The Bais Shlomo (Choshen Mishpat 126) discusses the case of one whose animal was contagious and he nevertheless allowed it to graze with other animals. Although he initially treats this like a grama, an indirect action, he later reverses himself and takes the position that one who knowingly spreads a contagious disease is like one who infects someone else or an animal with poison, which is an actionable offense. Some poskim relate this situation to the difference between grama and garmi, two forms of indirect damage (Teshuvos Minchas Asher 1:114).

May One Delay the Day of a Wedding?

In the earliest phases of the epidemic, many thought that the crisis would be over soon and sought to delay their wedding to a time when everything would be more “normal.” This included the ability to have more guests, traditional dancing, no social distancing or masks, etc. Unfortunately, as it became obvious that the mageifah was lasting longer than anyone anticipated, weddings were rescheduled or moved, conforming to the legal and safe guidelines. However, the question of delaying a wedding is still being discussed.

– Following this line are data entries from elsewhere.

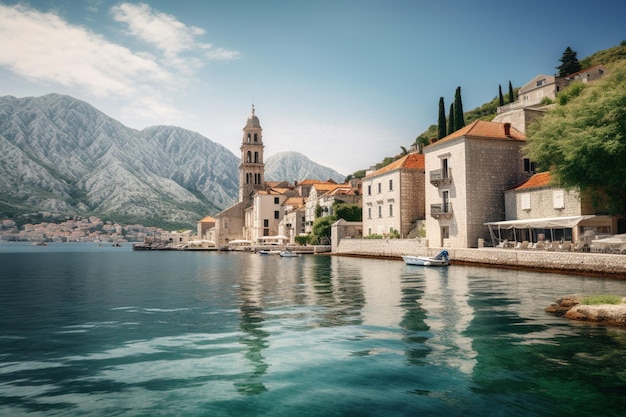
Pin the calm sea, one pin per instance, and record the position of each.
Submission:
(88, 330)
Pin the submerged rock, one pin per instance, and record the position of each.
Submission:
(570, 308)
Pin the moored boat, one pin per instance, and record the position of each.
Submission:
(288, 254)
(442, 259)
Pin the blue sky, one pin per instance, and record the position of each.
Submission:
(344, 82)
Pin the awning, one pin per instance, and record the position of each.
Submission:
(540, 223)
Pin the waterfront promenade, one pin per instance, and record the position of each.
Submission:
(608, 265)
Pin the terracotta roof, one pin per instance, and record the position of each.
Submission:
(309, 182)
(295, 201)
(410, 161)
(539, 180)
(485, 130)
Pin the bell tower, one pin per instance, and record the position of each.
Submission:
(252, 168)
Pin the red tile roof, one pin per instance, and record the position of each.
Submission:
(485, 130)
(410, 161)
(542, 179)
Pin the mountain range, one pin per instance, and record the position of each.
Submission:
(61, 157)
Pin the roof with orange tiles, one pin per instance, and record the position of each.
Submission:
(542, 179)
(410, 161)
(295, 201)
(309, 182)
(484, 130)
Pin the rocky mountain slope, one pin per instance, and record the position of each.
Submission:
(294, 166)
(63, 157)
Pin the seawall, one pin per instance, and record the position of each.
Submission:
(608, 265)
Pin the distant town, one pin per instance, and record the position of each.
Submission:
(88, 229)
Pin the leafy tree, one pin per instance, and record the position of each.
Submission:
(459, 121)
(569, 63)
(348, 212)
(451, 119)
(583, 143)
(441, 132)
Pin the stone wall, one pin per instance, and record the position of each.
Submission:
(572, 262)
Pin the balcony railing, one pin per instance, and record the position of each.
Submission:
(441, 211)
(440, 177)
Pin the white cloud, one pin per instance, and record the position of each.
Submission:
(42, 47)
(167, 34)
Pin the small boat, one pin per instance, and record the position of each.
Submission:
(442, 259)
(289, 254)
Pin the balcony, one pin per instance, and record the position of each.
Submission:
(440, 177)
(441, 211)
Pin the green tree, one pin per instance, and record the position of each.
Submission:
(348, 212)
(441, 131)
(451, 119)
(459, 121)
(583, 143)
(569, 63)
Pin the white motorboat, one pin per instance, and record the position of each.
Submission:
(289, 254)
(442, 259)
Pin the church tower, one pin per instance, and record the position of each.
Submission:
(252, 168)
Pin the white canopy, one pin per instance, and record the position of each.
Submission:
(540, 223)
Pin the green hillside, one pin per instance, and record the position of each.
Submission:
(488, 110)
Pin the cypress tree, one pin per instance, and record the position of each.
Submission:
(459, 121)
(441, 132)
(451, 119)
(511, 94)
(569, 63)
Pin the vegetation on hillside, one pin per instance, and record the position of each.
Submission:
(488, 110)
(582, 140)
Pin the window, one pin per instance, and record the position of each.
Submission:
(525, 201)
(446, 201)
(558, 199)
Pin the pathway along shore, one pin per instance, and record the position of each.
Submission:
(597, 264)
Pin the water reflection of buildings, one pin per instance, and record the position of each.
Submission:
(448, 315)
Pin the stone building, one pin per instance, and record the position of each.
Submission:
(537, 210)
(467, 173)
(393, 196)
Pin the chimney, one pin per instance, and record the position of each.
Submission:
(507, 130)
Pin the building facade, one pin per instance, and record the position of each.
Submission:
(467, 173)
(393, 197)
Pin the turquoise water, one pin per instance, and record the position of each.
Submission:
(101, 331)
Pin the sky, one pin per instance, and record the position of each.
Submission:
(345, 83)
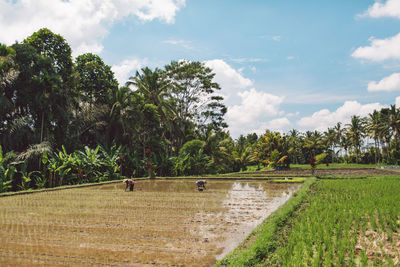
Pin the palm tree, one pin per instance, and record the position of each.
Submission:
(313, 142)
(355, 132)
(373, 127)
(153, 86)
(330, 140)
(339, 133)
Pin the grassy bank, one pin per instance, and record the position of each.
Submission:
(343, 223)
(263, 239)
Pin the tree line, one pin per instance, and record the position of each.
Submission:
(68, 121)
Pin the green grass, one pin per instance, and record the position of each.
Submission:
(333, 166)
(290, 180)
(262, 240)
(343, 223)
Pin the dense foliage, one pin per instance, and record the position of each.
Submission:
(65, 121)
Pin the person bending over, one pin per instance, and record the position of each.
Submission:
(129, 183)
(201, 184)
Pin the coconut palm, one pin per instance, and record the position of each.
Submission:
(356, 132)
(373, 127)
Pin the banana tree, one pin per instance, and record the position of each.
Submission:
(7, 171)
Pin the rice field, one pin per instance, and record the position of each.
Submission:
(162, 222)
(344, 223)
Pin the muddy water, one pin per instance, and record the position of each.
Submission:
(160, 223)
(226, 212)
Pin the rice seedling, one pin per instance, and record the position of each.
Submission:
(346, 222)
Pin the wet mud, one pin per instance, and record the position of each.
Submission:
(162, 222)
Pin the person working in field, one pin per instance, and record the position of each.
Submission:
(129, 183)
(201, 184)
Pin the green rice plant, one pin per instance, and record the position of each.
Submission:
(339, 213)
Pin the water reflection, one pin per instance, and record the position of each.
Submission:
(248, 204)
(205, 224)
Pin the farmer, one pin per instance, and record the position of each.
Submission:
(130, 183)
(201, 184)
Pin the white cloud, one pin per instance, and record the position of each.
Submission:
(324, 118)
(245, 60)
(278, 124)
(380, 49)
(227, 77)
(389, 9)
(390, 83)
(127, 68)
(276, 38)
(84, 23)
(183, 43)
(254, 107)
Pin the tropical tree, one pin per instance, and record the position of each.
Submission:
(356, 129)
(373, 127)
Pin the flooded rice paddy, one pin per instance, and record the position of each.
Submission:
(162, 222)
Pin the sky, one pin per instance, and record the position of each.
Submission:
(282, 65)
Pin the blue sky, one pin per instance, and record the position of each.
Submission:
(281, 64)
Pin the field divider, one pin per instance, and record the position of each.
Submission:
(32, 191)
(64, 187)
(253, 250)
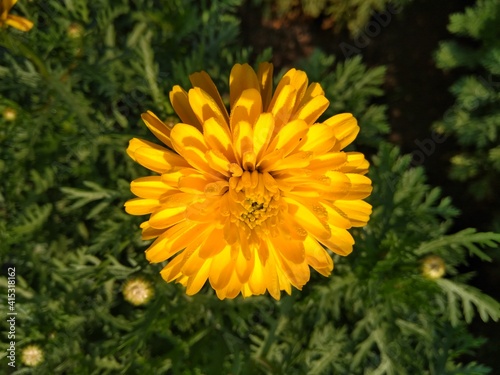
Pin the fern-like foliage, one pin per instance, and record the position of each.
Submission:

The Chofetz Chaim has been quoted (Sefer Hatzaddik Rav Shlomo, page 114) as saying that if one must change the date of a chasunah, it should be moved earlier rather than later.

It is also quoted in the name of Rav Pinchos of Koritz that one should never change the date of a chasunah from that which is written in the Tennaim. The reason given is that the mazel of the young couple is set at the moment the Tennaim are written. Changing the date could, G-d forbid, erode that mazel. It would seem, therefore, that those who write the Tennaim at the chasunah itself have nothing to worry about, but those who write Tennaim significantly earlier than the wedding are committed to the date. Nevertheless, even many of those who do write the Tennaim at a separate earlier event are careful not to write the date of the wedding into the Tennaim. Indeed, Rav Yosef Shalom Elyashiv has been quoted as saying that one may postpone a wedding to save a significant amount of money.

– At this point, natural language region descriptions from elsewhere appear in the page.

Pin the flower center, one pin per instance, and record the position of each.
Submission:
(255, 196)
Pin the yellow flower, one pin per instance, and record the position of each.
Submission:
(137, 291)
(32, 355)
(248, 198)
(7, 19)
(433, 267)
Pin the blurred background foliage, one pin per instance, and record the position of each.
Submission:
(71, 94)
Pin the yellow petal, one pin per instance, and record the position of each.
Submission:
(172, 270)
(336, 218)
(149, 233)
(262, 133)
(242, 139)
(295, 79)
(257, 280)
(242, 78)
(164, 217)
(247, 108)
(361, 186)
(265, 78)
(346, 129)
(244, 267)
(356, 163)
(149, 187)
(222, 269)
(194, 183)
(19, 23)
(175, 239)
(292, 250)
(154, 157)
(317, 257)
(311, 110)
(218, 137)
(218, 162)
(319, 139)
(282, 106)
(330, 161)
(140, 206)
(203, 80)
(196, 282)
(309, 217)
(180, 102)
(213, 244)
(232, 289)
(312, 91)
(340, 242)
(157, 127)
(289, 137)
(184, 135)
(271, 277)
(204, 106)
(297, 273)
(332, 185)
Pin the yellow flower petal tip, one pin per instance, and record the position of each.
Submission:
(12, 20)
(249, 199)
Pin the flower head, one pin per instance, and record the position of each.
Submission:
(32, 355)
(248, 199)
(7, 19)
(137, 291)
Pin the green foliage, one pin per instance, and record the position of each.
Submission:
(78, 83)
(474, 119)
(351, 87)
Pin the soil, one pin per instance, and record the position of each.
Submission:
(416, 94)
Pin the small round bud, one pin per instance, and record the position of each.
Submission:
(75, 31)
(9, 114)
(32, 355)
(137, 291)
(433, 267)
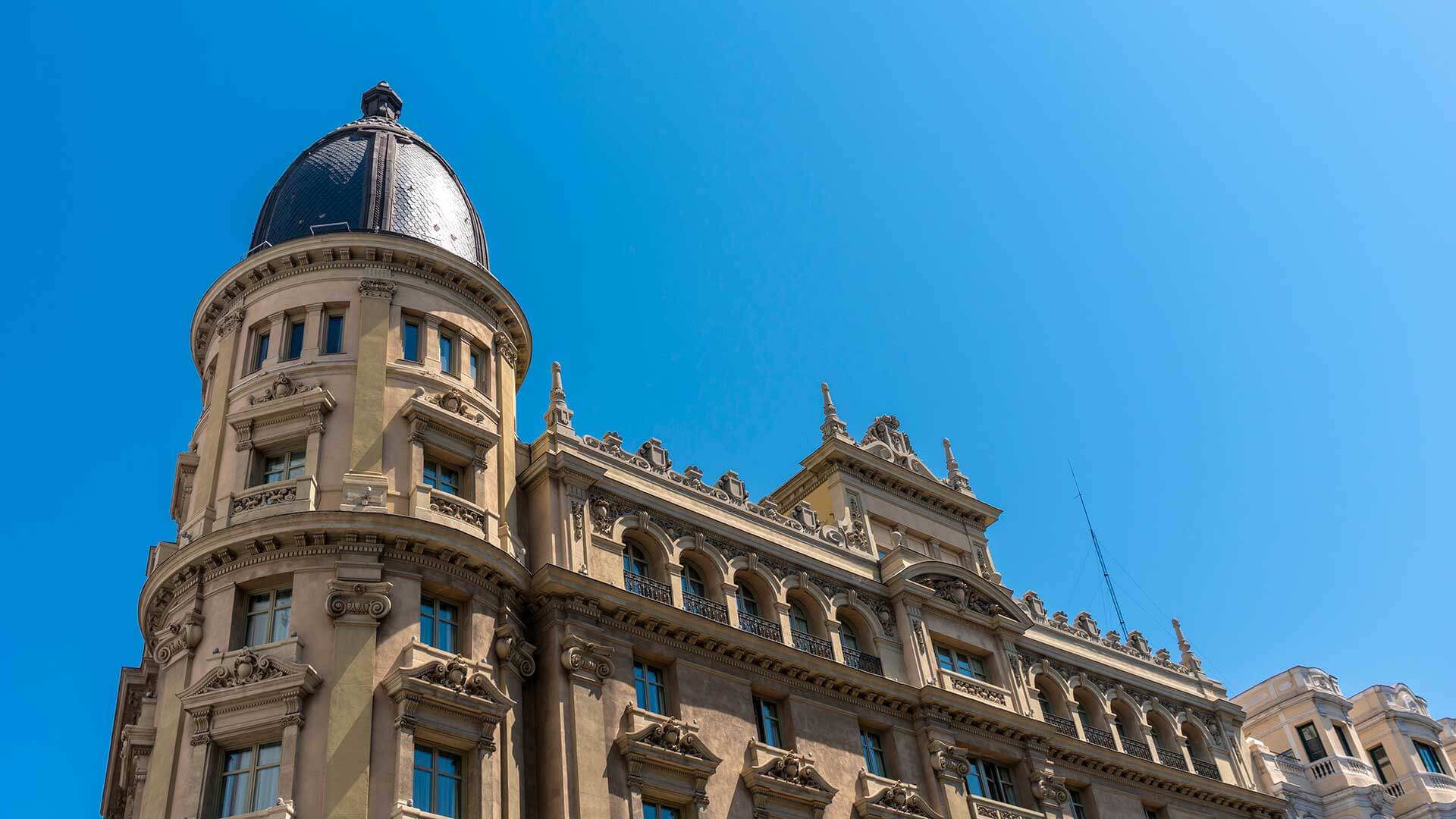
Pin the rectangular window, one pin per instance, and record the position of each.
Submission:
(651, 686)
(1430, 758)
(1313, 746)
(259, 350)
(446, 353)
(334, 335)
(413, 341)
(283, 466)
(268, 617)
(1345, 739)
(962, 662)
(438, 624)
(437, 781)
(874, 751)
(294, 338)
(441, 477)
(766, 713)
(251, 779)
(1079, 809)
(1382, 764)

Naming a Baby Daughter Without a Sefer Torah

It is almost a universal custom today to name a baby daughter when the father receives an aliyah at the Torah soon after her birth. At various times during the corona virus, there were almost no minyanim talking place with Torah reading. Can a girl still be named in these circumstances?

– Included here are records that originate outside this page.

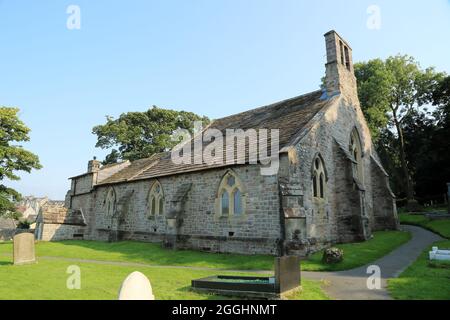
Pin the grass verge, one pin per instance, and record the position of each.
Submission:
(424, 279)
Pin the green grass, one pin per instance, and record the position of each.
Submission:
(360, 254)
(356, 254)
(441, 227)
(436, 208)
(47, 279)
(423, 280)
(147, 253)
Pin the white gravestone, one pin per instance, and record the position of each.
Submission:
(136, 287)
(441, 255)
(24, 252)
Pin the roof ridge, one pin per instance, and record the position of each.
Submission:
(268, 105)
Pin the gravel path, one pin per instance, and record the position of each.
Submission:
(352, 284)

In truth, it is clear from poskim (see Drisha to Yoreh Deah, end of No. 60) that in previous centuries, babies were often named in the house and not at a minyan or at krias haTorah. One posek (Zichron Yosef, Orach Chaim 5) even describes various naming ceremonies that took place at home. He writes that the minhag to name a girl at the Torah may have arisen since when the mother could go out for the first time, she would go to shul where her husband would receive an aliyah in place of the korban (sacrifice) that she would offer during the times of the Bais Hamikdosh. Upon that occasion, the name of the baby would be announced, although it had already been assigned previously. This proves that naming at the Torah is not crucial and can be done at home if necessary.

There is so much more, including the complicated monetary issues of playgroups and tuition payments when services have become impossible due to Covid-19. However, this sampling should be sufficient to demonstrate that the Torah never leaves us unprepared to deal with the consequences of any eventuality.

Our poskim have taught us that at times of crisis, we must learn to differentiate between actual halacha and things that are not me’akeiv – actions that are not absolutely crucial to a mitzvah or avoiding a transgression. May Hashem wipe away this latest impediment to our avodas Hashem very soon and may everyone have a truly gezunten vinter.